Solamente tres presidentes han sido reelegidos en la historia de la Quinta República: De Gaulle, Mitterrand y Chirac. De manera que Francia no es un país reeleccionista. Además de partidos políticos, existen allí asociaciones, sindicatos, y grupos organizados de diferente índole para todas las actividades posibles de la vida nacional. Entonces, sobre la base de un reiterado compromiso republicano, cada quién proclama sus aspiraciones y reclamos, en un ambiente que le confiere a la vida política una indiscutible calidad, en medio de críticas cruzadas de toda clase. Como debe ser. Porque en una democracia nunca estarán todos satisfechos, y lo podrán decir.

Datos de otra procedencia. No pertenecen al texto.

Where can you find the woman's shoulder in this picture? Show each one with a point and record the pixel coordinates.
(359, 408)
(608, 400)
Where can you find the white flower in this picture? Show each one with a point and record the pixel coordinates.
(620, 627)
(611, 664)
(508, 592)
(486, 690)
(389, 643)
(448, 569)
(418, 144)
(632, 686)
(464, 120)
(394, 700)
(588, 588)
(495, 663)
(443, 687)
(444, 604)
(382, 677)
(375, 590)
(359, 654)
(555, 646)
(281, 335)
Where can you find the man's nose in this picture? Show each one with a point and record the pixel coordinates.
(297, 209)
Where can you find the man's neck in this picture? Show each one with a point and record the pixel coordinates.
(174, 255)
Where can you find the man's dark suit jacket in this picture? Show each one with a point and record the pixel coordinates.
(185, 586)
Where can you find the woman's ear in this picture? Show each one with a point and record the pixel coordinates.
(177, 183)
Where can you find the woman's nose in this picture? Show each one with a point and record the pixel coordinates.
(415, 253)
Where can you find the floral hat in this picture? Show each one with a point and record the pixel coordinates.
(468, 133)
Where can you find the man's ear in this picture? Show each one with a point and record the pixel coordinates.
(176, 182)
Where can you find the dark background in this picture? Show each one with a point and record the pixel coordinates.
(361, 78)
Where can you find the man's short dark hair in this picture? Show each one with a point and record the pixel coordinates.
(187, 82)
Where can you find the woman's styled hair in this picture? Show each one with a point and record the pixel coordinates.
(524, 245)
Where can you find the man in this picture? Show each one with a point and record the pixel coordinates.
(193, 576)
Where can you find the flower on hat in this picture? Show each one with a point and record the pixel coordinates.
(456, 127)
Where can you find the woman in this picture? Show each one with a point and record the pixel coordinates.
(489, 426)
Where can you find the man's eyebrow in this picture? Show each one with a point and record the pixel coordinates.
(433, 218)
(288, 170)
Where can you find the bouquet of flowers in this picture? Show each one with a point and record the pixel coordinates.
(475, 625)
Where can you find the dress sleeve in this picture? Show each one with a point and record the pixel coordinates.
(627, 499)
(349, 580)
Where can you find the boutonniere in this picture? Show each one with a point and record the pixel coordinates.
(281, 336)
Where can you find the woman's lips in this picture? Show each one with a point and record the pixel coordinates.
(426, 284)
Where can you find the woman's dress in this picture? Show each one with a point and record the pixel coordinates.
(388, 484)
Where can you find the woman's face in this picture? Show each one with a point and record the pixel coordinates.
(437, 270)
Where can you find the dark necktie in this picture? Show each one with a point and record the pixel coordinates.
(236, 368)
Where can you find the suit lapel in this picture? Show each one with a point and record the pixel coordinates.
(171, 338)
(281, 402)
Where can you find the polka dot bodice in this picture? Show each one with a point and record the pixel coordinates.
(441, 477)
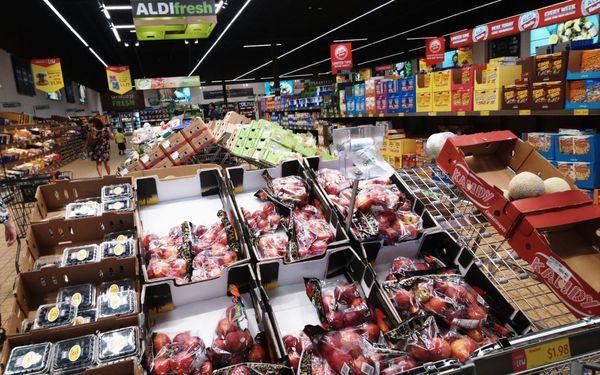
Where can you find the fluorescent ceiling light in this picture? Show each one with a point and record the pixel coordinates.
(65, 22)
(259, 45)
(116, 32)
(221, 35)
(117, 7)
(380, 58)
(98, 57)
(319, 37)
(350, 40)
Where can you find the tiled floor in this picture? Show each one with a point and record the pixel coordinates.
(80, 169)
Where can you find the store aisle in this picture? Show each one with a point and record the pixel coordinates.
(81, 169)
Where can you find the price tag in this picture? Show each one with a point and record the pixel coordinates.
(543, 354)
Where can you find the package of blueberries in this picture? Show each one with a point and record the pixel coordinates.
(114, 192)
(55, 315)
(118, 344)
(82, 296)
(82, 209)
(30, 359)
(118, 206)
(85, 316)
(120, 236)
(74, 355)
(120, 303)
(110, 287)
(116, 249)
(73, 256)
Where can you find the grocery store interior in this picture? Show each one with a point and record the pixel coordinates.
(300, 187)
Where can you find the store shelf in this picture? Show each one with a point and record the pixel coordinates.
(523, 112)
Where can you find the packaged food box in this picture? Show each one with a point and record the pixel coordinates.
(55, 315)
(82, 296)
(118, 344)
(116, 249)
(117, 303)
(73, 256)
(77, 210)
(74, 355)
(30, 359)
(118, 205)
(114, 192)
(117, 286)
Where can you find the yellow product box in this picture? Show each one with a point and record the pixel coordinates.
(441, 101)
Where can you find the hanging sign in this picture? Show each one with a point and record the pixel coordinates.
(119, 79)
(547, 16)
(341, 57)
(434, 50)
(47, 75)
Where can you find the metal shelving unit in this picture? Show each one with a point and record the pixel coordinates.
(513, 277)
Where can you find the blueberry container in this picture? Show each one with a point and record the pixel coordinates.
(114, 192)
(74, 355)
(73, 256)
(30, 359)
(82, 296)
(115, 249)
(121, 303)
(55, 315)
(118, 344)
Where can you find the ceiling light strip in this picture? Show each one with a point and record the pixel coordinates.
(317, 38)
(221, 35)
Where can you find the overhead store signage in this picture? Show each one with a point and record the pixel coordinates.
(119, 79)
(434, 50)
(341, 57)
(167, 83)
(47, 75)
(527, 21)
(168, 20)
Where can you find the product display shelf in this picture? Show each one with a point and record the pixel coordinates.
(553, 324)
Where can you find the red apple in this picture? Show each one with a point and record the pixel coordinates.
(160, 340)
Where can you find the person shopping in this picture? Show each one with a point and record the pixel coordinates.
(101, 138)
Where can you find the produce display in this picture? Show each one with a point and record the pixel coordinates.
(191, 253)
(382, 210)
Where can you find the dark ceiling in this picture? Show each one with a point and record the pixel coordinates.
(36, 32)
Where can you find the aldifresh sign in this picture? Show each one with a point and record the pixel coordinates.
(179, 8)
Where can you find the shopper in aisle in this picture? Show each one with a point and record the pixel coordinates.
(10, 230)
(120, 140)
(101, 137)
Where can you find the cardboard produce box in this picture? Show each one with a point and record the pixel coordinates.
(52, 237)
(51, 199)
(441, 245)
(482, 165)
(244, 185)
(562, 248)
(170, 310)
(165, 204)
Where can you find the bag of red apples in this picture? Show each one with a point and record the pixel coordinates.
(381, 209)
(286, 225)
(191, 253)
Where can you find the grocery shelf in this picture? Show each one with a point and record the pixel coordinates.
(502, 113)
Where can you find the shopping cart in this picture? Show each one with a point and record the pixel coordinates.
(19, 196)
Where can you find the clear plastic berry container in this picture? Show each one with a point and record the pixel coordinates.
(82, 296)
(55, 315)
(30, 359)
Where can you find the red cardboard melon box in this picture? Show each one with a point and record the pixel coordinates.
(482, 165)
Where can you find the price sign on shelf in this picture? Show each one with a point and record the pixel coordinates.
(540, 355)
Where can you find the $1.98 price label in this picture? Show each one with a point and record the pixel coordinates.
(554, 351)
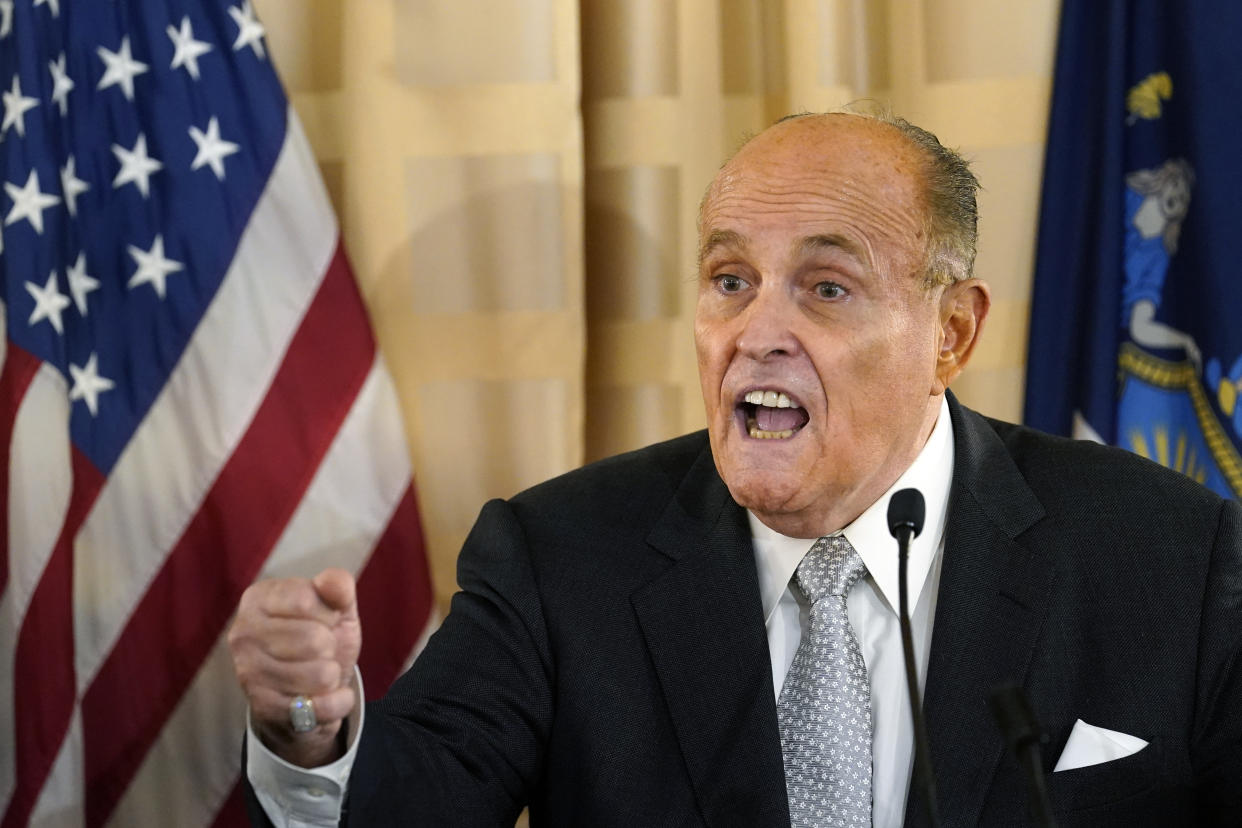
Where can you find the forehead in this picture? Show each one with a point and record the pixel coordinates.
(837, 175)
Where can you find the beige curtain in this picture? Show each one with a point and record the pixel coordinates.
(517, 183)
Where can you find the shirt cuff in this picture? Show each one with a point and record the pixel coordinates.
(296, 797)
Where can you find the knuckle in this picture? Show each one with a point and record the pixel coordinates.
(322, 642)
(327, 674)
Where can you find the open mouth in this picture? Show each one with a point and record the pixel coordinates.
(771, 415)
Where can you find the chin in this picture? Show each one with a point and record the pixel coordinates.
(763, 493)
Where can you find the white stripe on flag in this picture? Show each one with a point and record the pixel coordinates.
(39, 497)
(206, 405)
(343, 514)
(60, 803)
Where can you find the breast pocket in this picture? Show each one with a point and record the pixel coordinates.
(1108, 782)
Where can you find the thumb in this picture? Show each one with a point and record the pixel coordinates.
(335, 589)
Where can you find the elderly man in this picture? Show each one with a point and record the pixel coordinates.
(704, 632)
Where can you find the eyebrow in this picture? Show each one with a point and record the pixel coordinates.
(718, 238)
(827, 241)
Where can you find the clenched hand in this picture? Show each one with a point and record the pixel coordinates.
(298, 637)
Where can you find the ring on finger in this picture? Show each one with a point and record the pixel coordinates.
(302, 715)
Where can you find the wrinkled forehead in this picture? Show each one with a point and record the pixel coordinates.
(804, 164)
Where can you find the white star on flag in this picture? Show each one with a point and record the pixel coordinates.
(49, 303)
(15, 108)
(188, 50)
(152, 266)
(250, 31)
(29, 202)
(135, 165)
(121, 67)
(61, 85)
(80, 282)
(213, 149)
(87, 384)
(71, 185)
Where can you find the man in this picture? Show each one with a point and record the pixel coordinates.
(635, 643)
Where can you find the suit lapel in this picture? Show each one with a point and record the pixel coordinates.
(992, 601)
(703, 626)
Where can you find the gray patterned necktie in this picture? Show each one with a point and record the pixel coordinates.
(825, 704)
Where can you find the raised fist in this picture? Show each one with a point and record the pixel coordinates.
(298, 637)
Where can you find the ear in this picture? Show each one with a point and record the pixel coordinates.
(963, 309)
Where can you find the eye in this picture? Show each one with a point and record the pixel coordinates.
(829, 291)
(729, 283)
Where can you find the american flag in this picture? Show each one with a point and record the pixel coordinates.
(190, 399)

A pesar de ir adelante en todas las encuestas, el presidente Macron tiene que correr la carrera sin desfallecer. Sus electores no están amarrados. El ejercicio el poder puede reafirmar convicciones o producir desencanto. También es posible que las mayorías de otro momento terminen por desmovilizarse. A muchos no les gusta su “estilo de Júpiter”, aunque nadie le puede reprochar que se salga de la institucionalidad. Sus fórmulas de manejo económico han favorecido a los empresarios y han lidiado con el empleo. El gasto público asimiló el golpe de la pandemia. Quedan muchos asuntos por resolver, como el de las pensiones y otros que requieren coraje, aunque le quedarían más fáciles de manejar a un presidente que no esté pensando ya en su reelección.
Están en la recta final. Los ciudadanos se aprestan a ejercer su poder. Lo harán con su proverbial independencia. Ejemplo democrático en una Europa afectada por la sombra de una guerra parecida, en sus comienzos, a aquella que la devastó hace ochenta años, y que exige dirigentes que puedan evitar su repetición.